Meta AI recently launched MobileLLM-R1, a series of lightweight edge inference models, which are now available on Hugging Face. The model series has parameters ranging from 140M to 950M, focusing on efficient mathematical, coding, and scientific reasoning, and achieving excellent performance with fewer than 1 billion parameters.

image.png

The largest model in the MobileLLM-R1 series is MobileLLM-R1-950M, which uses a series of architectural optimization designs: including 22-layer Transformer structures, 24 attention heads, and 6 grouped KV heads. The embedding dimension of the model is 1536, and the hidden layer dimension is 6144. In addition, the model uses grouped query attention (GQA) to reduce computational and memory requirements, block-level weight sharing technology reduces the number of parameters without significantly increasing latency, and the SwiGLU activation function enhances the representational ability of small models. The model supports a context length of 4K and a 32K post-training model.

In terms of training efficiency, MobileLLM-R1 also shows remarkable performance. The model was trained on approximately 4.2 trillion tokens, using only about 11.7% of the data compared to Qwen3's 0.6B model, which was trained on 36 trillion tokens, and achieved or exceeded the accuracy of Qwen3. At the same time, the model was fine-tuned on supervised datasets for mathematical, coding, and reasoning tasks, thereby reducing training costs and resource requirements.

In various benchmark tests, MobileLLM-R1-950M performed excellently: on the MATH500 dataset, its accuracy was about five times higher than OLMo-1.24B and about twice higher than SmolLM2-1.7B. On reasoning and coding tasks such as GSM8K, AIME, and LiveCodeBench, MobileLLM-R1 even matched or surpassed Qwen3-0.6B, despite using far fewer tokens than the latter.

However, the focus of MobileLLM-R1 also brings limitations. Although it performs strongly in mathematics, coding, and structured reasoning, it lags behind larger models in general conversation, common-sense reasoning, and creative tasks. In addition, the use of the model in production environments is restricted by the FAIR NC (non-commercial) license, and the longer context (32K) increases the key-value cache and memory requirements during inference.

Overall, Meta's MobileLLM-R1 demonstrates a trend towards smaller and more specialized models, which can achieve competitive reasoning capabilities without requiring large-scale training budgets. The model performs particularly well in mathematical, coding, and scientific application scenarios, defining new standards for large-scale language model deployment on edge devices.

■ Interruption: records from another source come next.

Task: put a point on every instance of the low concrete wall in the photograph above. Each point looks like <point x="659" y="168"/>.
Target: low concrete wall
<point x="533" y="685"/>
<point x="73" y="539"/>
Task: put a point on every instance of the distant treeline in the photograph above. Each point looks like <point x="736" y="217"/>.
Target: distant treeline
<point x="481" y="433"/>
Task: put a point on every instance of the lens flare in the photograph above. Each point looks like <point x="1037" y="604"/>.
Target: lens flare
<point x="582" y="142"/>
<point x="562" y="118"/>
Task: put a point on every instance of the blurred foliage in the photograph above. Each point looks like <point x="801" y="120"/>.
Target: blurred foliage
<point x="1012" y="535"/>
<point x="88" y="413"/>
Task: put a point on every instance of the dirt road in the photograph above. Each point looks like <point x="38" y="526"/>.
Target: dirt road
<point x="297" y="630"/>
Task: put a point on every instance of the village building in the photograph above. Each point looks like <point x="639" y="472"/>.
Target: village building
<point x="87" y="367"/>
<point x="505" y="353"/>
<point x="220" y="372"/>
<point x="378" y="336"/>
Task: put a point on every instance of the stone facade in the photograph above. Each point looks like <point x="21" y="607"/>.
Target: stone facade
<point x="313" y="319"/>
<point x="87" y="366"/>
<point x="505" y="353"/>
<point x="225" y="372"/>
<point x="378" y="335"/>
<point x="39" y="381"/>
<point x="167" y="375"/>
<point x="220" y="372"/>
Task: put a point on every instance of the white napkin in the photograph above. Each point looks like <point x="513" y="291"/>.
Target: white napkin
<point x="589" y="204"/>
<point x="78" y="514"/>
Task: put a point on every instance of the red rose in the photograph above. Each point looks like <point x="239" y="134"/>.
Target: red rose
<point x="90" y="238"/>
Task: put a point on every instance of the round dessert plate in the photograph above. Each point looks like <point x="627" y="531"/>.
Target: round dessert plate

Project: https://huggingface.co/facebook/MobileLLM-R1-950M

Key Points:   

🧩 ** New Model Release **: Meta AI launched the MobileLLM-R1 series of lightweight edge inference models with parameters ranging from 140M to 950M.   

📊 ** Training Efficiency **: MobileLLM-R1 showed excellent performance using only about 11.7% of the data, significantly reducing training costs and resource requirements.   

💡 ** Performance Advantages **: In multiple benchmark tests, MobileLLM-R1-950M outperformed several large open-source models, especially in mathematical and coding tasks.